Senate debates

Wednesday, 10 October 2012

Committees

Intelligence and Security Committee; Report

6:16 pm

Photo of George BrandisGeorge Brandis (Queensland, Liberal Party, Shadow Attorney-General) Share this | Hansard source

I rise to support the remarks of Senator Faulkner. In the time available to me let me just make a couple of brief points. The Parliamentary Joint Committee on Intelligence and Security—on which both Senator Faulkner and I serve—has always acted in a bipartisan fashion in the discharge of its statutory functions and it has been entrusted by the national security agencies whom it oversees—including, and relevantly for the purposes of this report, ASIO—with a high level of confidence. So this is not a government recommendation; it is a committee recommendation which all members of the committee participate in.

I wanted to stress that point because I think it is very important that the public know that these decisions to either list or to extend the listing of organisations on the basis that they are engaged in terrorist activities are decisions that are not made lightly. They are made by the committee, fully informed by intelligence, and they are approached in an entirely nonpartisan way. They are decisions which are made under provisions of the Commonwealth Criminal Code—specifically section 102.1 of the Criminal Code—which were introduced by the Howard government.

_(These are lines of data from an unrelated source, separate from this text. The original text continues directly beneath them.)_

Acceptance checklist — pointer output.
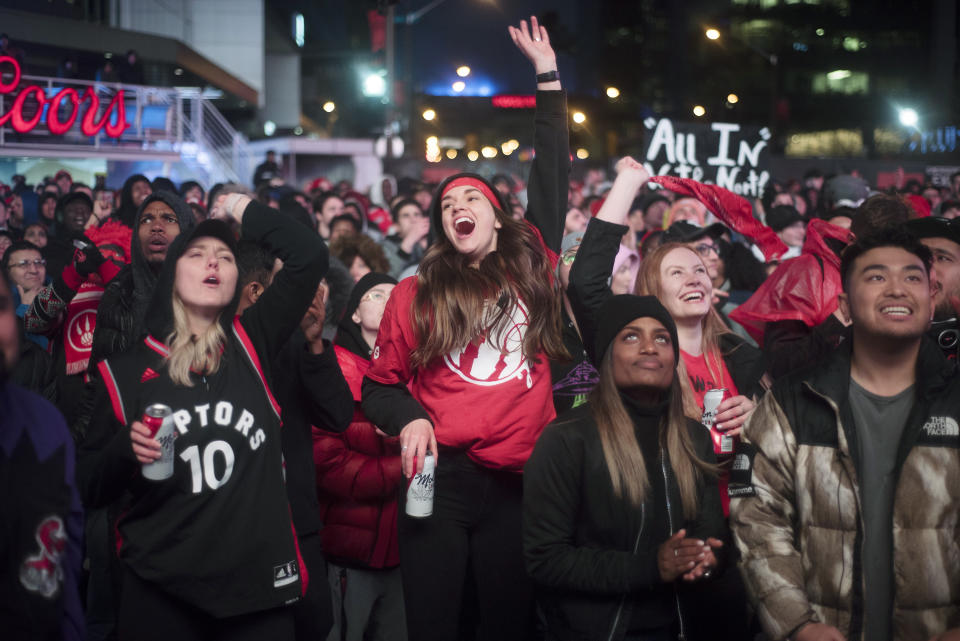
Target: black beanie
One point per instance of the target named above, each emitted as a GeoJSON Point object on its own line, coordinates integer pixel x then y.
{"type": "Point", "coordinates": [619, 311]}
{"type": "Point", "coordinates": [349, 335]}
{"type": "Point", "coordinates": [364, 285]}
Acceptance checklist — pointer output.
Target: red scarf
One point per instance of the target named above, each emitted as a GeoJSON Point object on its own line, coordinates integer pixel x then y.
{"type": "Point", "coordinates": [78, 326]}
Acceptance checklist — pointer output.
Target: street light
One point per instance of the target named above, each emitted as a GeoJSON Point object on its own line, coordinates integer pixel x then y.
{"type": "Point", "coordinates": [375, 84]}
{"type": "Point", "coordinates": [908, 117]}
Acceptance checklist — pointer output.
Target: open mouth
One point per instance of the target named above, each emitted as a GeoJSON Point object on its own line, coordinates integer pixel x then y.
{"type": "Point", "coordinates": [464, 226]}
{"type": "Point", "coordinates": [896, 310]}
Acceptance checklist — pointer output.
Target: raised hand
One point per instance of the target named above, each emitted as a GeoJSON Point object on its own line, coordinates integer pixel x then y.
{"type": "Point", "coordinates": [534, 43]}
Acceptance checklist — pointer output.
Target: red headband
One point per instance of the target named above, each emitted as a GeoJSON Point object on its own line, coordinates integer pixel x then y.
{"type": "Point", "coordinates": [477, 184]}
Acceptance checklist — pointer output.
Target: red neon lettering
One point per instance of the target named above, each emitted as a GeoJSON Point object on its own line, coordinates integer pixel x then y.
{"type": "Point", "coordinates": [113, 122]}
{"type": "Point", "coordinates": [53, 113]}
{"type": "Point", "coordinates": [514, 102]}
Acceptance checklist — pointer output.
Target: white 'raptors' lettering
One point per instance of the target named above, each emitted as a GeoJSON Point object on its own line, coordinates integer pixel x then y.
{"type": "Point", "coordinates": [222, 415]}
{"type": "Point", "coordinates": [497, 357]}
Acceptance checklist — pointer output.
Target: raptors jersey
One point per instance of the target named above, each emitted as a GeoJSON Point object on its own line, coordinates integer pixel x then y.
{"type": "Point", "coordinates": [218, 534]}
{"type": "Point", "coordinates": [488, 398]}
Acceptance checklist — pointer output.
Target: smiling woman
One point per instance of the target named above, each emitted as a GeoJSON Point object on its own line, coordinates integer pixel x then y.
{"type": "Point", "coordinates": [220, 516]}
{"type": "Point", "coordinates": [474, 330]}
{"type": "Point", "coordinates": [609, 547]}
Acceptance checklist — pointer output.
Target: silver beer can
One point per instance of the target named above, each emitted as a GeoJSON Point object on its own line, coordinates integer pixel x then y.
{"type": "Point", "coordinates": [159, 418]}
{"type": "Point", "coordinates": [420, 489]}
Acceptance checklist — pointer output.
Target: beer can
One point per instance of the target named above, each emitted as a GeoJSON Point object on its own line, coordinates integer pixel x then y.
{"type": "Point", "coordinates": [159, 419]}
{"type": "Point", "coordinates": [420, 489]}
{"type": "Point", "coordinates": [722, 444]}
{"type": "Point", "coordinates": [711, 401]}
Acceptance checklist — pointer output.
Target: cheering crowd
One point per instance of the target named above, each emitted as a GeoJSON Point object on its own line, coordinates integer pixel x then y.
{"type": "Point", "coordinates": [656, 410]}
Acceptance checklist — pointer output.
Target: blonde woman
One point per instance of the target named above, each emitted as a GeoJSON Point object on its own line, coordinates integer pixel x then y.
{"type": "Point", "coordinates": [208, 553]}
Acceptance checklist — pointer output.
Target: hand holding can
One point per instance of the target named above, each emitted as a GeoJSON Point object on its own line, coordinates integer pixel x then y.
{"type": "Point", "coordinates": [420, 489]}
{"type": "Point", "coordinates": [153, 438]}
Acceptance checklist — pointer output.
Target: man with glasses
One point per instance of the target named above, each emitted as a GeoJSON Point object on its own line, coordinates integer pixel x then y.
{"type": "Point", "coordinates": [942, 238]}
{"type": "Point", "coordinates": [27, 270]}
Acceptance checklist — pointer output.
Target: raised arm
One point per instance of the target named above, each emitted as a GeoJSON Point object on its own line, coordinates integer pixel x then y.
{"type": "Point", "coordinates": [549, 180]}
{"type": "Point", "coordinates": [591, 270]}
{"type": "Point", "coordinates": [271, 320]}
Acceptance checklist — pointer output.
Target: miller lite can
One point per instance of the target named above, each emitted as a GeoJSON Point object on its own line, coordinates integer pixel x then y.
{"type": "Point", "coordinates": [420, 489]}
{"type": "Point", "coordinates": [159, 420]}
{"type": "Point", "coordinates": [722, 444]}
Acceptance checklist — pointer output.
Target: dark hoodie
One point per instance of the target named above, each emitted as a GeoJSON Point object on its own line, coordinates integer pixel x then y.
{"type": "Point", "coordinates": [127, 213]}
{"type": "Point", "coordinates": [349, 335]}
{"type": "Point", "coordinates": [125, 301]}
{"type": "Point", "coordinates": [219, 539]}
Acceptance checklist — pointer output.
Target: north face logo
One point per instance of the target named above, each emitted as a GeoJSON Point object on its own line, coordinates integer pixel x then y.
{"type": "Point", "coordinates": [285, 574]}
{"type": "Point", "coordinates": [941, 426]}
{"type": "Point", "coordinates": [741, 462]}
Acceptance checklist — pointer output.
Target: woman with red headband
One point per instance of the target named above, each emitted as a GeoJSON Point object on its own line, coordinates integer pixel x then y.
{"type": "Point", "coordinates": [460, 370]}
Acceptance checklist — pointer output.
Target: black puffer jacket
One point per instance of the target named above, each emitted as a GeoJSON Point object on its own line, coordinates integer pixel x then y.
{"type": "Point", "coordinates": [124, 303]}
{"type": "Point", "coordinates": [592, 554]}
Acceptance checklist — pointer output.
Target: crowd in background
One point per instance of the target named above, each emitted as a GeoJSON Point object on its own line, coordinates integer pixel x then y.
{"type": "Point", "coordinates": [714, 291]}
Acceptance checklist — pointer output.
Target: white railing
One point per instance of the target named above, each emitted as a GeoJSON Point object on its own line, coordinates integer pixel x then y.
{"type": "Point", "coordinates": [159, 119]}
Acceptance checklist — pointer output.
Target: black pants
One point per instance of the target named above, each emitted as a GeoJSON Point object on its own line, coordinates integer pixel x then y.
{"type": "Point", "coordinates": [475, 521]}
{"type": "Point", "coordinates": [313, 614]}
{"type": "Point", "coordinates": [149, 614]}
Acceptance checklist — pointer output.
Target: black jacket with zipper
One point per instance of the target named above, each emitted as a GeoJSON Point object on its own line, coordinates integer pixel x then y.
{"type": "Point", "coordinates": [592, 554]}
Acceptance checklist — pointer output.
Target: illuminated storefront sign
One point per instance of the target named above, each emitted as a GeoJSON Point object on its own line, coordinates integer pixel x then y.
{"type": "Point", "coordinates": [113, 121]}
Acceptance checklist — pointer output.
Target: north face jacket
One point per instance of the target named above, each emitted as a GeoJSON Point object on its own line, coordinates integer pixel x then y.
{"type": "Point", "coordinates": [795, 504]}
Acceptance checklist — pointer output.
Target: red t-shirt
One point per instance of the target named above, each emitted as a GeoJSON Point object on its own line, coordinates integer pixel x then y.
{"type": "Point", "coordinates": [488, 399]}
{"type": "Point", "coordinates": [701, 380]}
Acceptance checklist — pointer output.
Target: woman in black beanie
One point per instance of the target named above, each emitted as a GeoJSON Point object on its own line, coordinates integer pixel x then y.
{"type": "Point", "coordinates": [621, 507]}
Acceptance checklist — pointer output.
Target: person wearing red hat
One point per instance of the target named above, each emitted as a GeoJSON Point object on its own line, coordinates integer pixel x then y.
{"type": "Point", "coordinates": [471, 335]}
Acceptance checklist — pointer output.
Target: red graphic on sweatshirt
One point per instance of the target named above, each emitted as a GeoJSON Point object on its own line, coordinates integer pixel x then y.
{"type": "Point", "coordinates": [43, 572]}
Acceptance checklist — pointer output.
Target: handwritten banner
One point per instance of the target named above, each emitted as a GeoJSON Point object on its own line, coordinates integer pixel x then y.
{"type": "Point", "coordinates": [726, 154]}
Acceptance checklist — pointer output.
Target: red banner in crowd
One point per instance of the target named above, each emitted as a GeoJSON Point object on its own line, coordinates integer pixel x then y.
{"type": "Point", "coordinates": [113, 122]}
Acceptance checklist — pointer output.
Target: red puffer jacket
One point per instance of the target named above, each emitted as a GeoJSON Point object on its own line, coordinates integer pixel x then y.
{"type": "Point", "coordinates": [358, 475]}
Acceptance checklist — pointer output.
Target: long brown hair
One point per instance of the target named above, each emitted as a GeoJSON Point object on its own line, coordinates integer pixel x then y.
{"type": "Point", "coordinates": [648, 284]}
{"type": "Point", "coordinates": [621, 451]}
{"type": "Point", "coordinates": [453, 302]}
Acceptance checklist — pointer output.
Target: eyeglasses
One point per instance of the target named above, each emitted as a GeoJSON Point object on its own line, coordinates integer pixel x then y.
{"type": "Point", "coordinates": [704, 249]}
{"type": "Point", "coordinates": [376, 297]}
{"type": "Point", "coordinates": [23, 264]}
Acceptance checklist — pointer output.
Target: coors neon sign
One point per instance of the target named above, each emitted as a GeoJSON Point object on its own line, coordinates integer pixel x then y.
{"type": "Point", "coordinates": [89, 124]}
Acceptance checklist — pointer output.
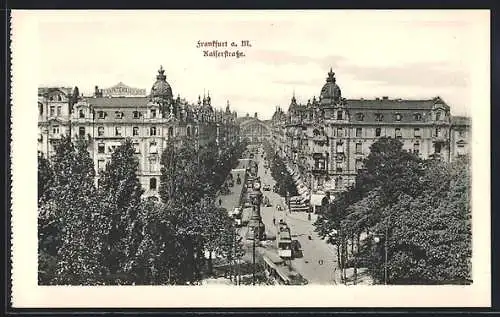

It is significant, I think, that the initial listing or the decision to renew the listing of these various terrorist organisations has been made since the powers were enacted by the parliament under both governments. Al-Shabaab was initially listed as a terrorist organisation by the Rudd government in August 2009, and that decision had the support of the coalition in opposition. Hamas’s Izz al-Din al-Qassam Brigades was initially listed as a terrorist organisation in 2003 and has been relisted as a terrorist organisation now on five occasions—three times by the previous coalition government and now for the second time by the Labor government. The listing of the Kurdistan Workers Party was initially made in December 2005 by the Howard government, extended in September 2007 again by the Howard government, extended in September 2009 by the Rudd government and now extended under the Gillard government. The listing of Lashkar-e-Taiba was initially made in 2003 by the Howard government. That listing was three times extended by the Howard government and is now being extended for the second time by the Labor government. Finally, Palestinian Islamic Jihad was initially listed by the Howard government and it was relisted on three occasions by that government and is now for the second time being extended by the Labor government.

There is a very high standard or threshold of satisfaction required both by the Attorney-General and by the parliamentary committee before an organisation is listed as a terrorist organisation. I also want to stress the point—and I am sure Senator Faulkner would agree with me—that there is no element of political censorship in a decision to list an organisation as a terrorist organisation. The considerations involved concern the decision based upon intelligence shared with the committee that there is a genuine and well-grounded apprehension that the organisation is engaged in terrorist crimes or potentially engaged in terrorist crimes so that to allow that organisation to operate freely would be to give the sanction of the law to what amounts to a criminal conspiracy.

There have been a number of rather foolish things said in the last decade or so about the new powers initially introduced by the Howard government and continued largely in the same form by the Labor government about the effect of these powers on freedom of association.

The reality is, as we all know, that there is no right of free association and there is no right of free speech for the purpose of the prosecution and planning of a serious crime. The law of criminal conspiracy has been a part of the criminal law of Australia and the Anglo-Saxon legal system which we inherited as long as there has been a criminal law. The law of criminal conspiracy goes back before the Norman conquest in the English legal system. So listing organisations whose advertent, conscious, deliberate and studied purpose is to organise acts of criminal terrorism against our community is to do nothing more than, in a more modern and more sophisticated way, give effect to the same principles as have for a millennium persuaded communities that there should be a law against criminal conspiracy.

It is with great caution, as I said before, that this issue is approached, because whenever one talks about proscribing organisations one must immediately step back and consider the implications for freedom of association and freedom of speech. So the provisions under which these organisations have been proscribed are as narrowly drawn as possible so as to reassure Australians that this is about proscribing criminal conspiracy, specifically terrorism, not restricting freedom of speech or association.